Memorably, the last time that two groups, Publicis and Omnicom, attempted a mega-merger in 2013 it collapsed and, as I wrote last summer, it is still not clear if the stars will align for a similar-sized deal to succeed.

Higher interest rates, geopolitical instability from Ukraine to Gaza to Asia and the disruptive impact of artificial intelligence are new and significant risk factors. However, arguably, client conflict and regulatory issues are not such big obstacles when the tech giants have become so much bigger than the agency groups.

Typically, one private equity firm would find it difficult to make a $10bn-plus purchase on its own. But beyond the advertising world, private equity firm Silver Lake agreed to buy out talent and entertainment agency Endeavor and take it private for $13bn at the start of April.

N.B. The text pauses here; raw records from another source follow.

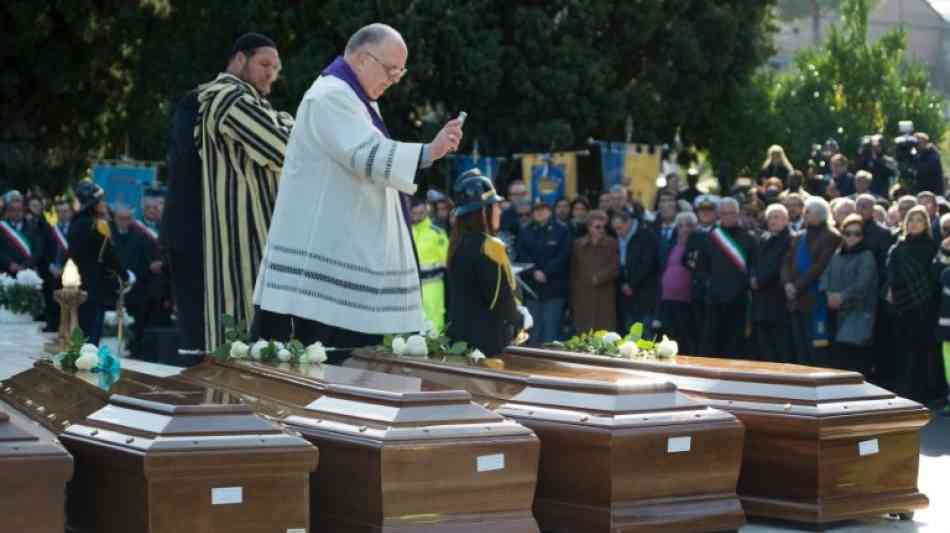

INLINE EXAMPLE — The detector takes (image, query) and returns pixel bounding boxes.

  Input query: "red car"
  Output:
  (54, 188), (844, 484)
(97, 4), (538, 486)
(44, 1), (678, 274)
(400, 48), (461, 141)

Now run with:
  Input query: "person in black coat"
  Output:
(446, 171), (531, 357)
(750, 204), (793, 363)
(515, 202), (574, 345)
(699, 198), (756, 357)
(914, 133), (945, 196)
(612, 206), (660, 337)
(887, 206), (938, 403)
(67, 181), (129, 344)
(159, 89), (205, 350)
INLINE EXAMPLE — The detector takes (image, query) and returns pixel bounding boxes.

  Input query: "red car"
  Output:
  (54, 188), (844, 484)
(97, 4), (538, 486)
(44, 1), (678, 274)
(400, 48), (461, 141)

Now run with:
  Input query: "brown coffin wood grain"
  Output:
(0, 409), (73, 533)
(506, 347), (930, 524)
(60, 395), (317, 533)
(346, 350), (745, 532)
(182, 359), (540, 533)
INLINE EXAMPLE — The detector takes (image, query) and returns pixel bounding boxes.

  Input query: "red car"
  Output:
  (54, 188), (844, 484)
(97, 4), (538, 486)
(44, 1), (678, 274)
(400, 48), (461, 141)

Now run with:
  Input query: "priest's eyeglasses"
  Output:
(365, 50), (409, 83)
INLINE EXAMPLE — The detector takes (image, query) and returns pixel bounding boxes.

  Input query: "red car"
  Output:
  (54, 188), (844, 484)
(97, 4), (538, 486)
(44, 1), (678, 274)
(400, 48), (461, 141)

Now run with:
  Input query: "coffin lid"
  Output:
(62, 394), (310, 452)
(506, 346), (920, 417)
(0, 410), (71, 461)
(347, 349), (732, 426)
(192, 360), (530, 441)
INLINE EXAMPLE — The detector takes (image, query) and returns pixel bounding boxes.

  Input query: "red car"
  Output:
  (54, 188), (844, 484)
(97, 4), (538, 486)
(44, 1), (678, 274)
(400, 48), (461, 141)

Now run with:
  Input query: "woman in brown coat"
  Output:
(571, 211), (620, 332)
(782, 196), (841, 366)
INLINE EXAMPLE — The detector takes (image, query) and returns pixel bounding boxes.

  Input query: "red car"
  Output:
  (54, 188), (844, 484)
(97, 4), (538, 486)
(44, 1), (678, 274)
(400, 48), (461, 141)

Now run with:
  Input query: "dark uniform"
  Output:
(447, 233), (523, 357)
(446, 169), (525, 357)
(67, 181), (128, 344)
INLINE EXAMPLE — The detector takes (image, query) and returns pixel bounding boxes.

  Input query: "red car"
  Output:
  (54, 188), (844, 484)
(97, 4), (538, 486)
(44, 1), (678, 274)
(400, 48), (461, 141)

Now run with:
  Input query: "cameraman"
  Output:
(857, 135), (897, 198)
(914, 132), (944, 196)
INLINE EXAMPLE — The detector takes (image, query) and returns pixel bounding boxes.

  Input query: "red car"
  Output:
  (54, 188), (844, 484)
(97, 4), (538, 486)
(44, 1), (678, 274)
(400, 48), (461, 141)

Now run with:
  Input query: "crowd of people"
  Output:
(414, 139), (950, 401)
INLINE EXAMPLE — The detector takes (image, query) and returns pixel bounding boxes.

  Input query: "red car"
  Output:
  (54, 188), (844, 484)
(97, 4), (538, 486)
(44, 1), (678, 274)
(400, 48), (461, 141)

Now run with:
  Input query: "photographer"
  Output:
(914, 132), (944, 196)
(857, 135), (897, 198)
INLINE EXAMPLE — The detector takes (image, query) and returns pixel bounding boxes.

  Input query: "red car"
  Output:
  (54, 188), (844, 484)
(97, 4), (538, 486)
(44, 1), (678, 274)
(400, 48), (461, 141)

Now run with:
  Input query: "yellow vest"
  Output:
(412, 217), (449, 331)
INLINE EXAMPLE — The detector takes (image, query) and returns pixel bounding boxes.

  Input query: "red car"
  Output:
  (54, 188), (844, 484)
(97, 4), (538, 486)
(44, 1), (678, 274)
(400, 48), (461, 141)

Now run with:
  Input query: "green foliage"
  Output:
(60, 328), (88, 370)
(0, 0), (774, 192)
(710, 0), (946, 183)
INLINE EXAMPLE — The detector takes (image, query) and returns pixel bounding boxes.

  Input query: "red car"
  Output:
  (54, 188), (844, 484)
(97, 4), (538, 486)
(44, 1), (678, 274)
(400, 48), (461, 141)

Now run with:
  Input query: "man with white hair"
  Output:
(694, 193), (756, 357)
(253, 24), (462, 353)
(750, 203), (792, 363)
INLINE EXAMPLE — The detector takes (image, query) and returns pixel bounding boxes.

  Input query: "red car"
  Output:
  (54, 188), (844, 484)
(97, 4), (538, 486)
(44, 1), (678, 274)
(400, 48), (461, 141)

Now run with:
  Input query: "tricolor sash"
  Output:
(709, 226), (749, 272)
(0, 220), (33, 259)
(132, 220), (158, 243)
(795, 230), (831, 348)
(52, 224), (69, 253)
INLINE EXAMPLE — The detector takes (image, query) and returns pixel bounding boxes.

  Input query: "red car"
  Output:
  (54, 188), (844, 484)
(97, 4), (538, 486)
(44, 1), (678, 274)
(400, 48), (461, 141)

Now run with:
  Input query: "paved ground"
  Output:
(0, 325), (950, 533)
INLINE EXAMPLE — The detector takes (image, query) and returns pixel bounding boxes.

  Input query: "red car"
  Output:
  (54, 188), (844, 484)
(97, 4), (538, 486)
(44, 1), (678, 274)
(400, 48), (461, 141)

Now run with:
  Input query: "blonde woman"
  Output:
(759, 144), (795, 185)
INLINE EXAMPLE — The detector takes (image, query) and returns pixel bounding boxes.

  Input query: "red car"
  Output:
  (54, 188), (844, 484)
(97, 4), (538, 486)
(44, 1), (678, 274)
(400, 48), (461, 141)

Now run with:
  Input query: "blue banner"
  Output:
(599, 141), (627, 191)
(92, 165), (156, 219)
(452, 155), (500, 183)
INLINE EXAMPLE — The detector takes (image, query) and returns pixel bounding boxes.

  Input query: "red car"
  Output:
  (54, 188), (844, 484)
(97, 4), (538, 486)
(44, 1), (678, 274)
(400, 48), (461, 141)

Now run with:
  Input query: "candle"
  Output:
(63, 259), (82, 289)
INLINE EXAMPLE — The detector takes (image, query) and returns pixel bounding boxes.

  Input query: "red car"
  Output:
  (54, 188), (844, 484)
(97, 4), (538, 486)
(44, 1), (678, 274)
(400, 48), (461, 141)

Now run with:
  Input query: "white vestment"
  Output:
(254, 76), (424, 334)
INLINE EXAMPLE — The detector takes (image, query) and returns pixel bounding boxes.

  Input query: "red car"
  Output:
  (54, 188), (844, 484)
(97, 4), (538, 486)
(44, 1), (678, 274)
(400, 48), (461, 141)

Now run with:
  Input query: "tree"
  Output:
(711, 0), (946, 185)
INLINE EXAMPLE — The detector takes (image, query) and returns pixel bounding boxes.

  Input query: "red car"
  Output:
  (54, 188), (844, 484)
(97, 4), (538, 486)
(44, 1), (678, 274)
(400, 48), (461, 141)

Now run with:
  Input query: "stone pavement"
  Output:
(0, 324), (950, 533)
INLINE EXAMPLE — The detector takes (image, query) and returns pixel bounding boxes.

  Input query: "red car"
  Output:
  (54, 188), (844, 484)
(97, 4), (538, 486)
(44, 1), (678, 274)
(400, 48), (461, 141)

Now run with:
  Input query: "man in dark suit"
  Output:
(0, 190), (46, 276)
(698, 197), (756, 357)
(611, 204), (659, 337)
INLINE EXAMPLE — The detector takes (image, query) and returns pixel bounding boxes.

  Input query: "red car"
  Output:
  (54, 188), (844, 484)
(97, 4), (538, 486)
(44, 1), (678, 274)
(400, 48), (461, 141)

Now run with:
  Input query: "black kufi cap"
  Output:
(231, 32), (277, 56)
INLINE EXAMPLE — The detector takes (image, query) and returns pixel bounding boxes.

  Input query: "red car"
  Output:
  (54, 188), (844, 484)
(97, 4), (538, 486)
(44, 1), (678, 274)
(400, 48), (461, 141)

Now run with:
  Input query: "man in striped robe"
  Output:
(195, 34), (293, 350)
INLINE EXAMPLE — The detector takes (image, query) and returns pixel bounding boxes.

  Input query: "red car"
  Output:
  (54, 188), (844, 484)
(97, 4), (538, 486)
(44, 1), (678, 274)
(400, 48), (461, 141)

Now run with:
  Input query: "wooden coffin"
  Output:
(0, 407), (73, 533)
(507, 347), (930, 524)
(60, 394), (317, 533)
(346, 350), (745, 532)
(182, 358), (539, 533)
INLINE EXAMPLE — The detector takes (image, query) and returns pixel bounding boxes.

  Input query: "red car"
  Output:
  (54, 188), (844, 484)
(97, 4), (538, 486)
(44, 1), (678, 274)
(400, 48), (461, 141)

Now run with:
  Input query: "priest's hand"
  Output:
(429, 118), (462, 161)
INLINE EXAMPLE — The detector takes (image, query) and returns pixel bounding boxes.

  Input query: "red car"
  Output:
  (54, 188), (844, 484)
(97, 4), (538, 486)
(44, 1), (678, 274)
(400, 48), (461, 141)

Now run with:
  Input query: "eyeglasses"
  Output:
(365, 50), (409, 83)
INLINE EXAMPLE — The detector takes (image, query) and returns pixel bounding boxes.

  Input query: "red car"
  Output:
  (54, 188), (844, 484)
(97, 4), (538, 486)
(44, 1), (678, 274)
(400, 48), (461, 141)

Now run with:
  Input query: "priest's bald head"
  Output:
(343, 23), (409, 100)
(227, 33), (280, 96)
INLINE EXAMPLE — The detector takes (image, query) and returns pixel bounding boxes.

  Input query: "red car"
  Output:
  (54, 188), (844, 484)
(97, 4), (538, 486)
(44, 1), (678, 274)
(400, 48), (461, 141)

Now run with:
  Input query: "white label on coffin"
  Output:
(475, 453), (505, 472)
(211, 487), (244, 505)
(858, 439), (881, 457)
(666, 437), (693, 453)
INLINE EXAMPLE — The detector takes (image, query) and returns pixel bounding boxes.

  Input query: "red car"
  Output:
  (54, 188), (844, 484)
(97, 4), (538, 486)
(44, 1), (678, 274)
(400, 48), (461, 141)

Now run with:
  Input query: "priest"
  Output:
(252, 24), (462, 354)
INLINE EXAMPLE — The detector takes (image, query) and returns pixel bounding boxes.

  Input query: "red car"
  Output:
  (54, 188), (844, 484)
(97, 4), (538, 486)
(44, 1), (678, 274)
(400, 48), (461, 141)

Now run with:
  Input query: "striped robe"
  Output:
(195, 74), (293, 350)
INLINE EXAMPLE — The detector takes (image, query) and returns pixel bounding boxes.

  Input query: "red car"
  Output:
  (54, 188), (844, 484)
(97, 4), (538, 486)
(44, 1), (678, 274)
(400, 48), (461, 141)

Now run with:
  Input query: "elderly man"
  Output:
(254, 24), (462, 355)
(0, 190), (45, 276)
(195, 33), (302, 350)
(696, 197), (757, 357)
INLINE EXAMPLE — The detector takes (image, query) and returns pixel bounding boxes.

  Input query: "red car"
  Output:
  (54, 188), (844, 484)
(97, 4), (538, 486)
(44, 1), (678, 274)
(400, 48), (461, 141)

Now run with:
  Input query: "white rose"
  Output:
(656, 335), (680, 357)
(231, 341), (251, 359)
(251, 339), (270, 361)
(468, 348), (485, 365)
(619, 341), (640, 359)
(310, 342), (327, 363)
(79, 342), (99, 357)
(406, 335), (429, 357)
(76, 352), (99, 370)
(393, 337), (406, 355)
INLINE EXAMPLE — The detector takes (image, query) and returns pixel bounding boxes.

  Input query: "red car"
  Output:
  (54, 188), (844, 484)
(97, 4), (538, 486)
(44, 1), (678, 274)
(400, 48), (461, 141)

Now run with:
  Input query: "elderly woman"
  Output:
(660, 212), (699, 354)
(820, 213), (878, 374)
(887, 206), (937, 402)
(751, 204), (792, 363)
(782, 196), (841, 365)
(571, 210), (620, 332)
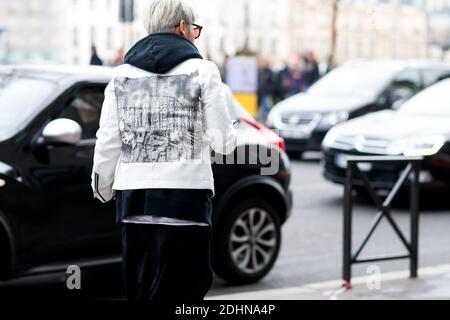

In the aftermath of the last wave of deal-making a decade ago, when Dentsu bought Aegis, I asked Michael Roth, then the CEO of IPG, how he handled that M&A frenzy.

“We have an obligation to our shareholders to look at every opportunity to enhance shareholder value,” he said. “I never did not take a meeting with anyone that was interested in IPG.”

Gideon Spanier is UK editor-in-chief of Campaign.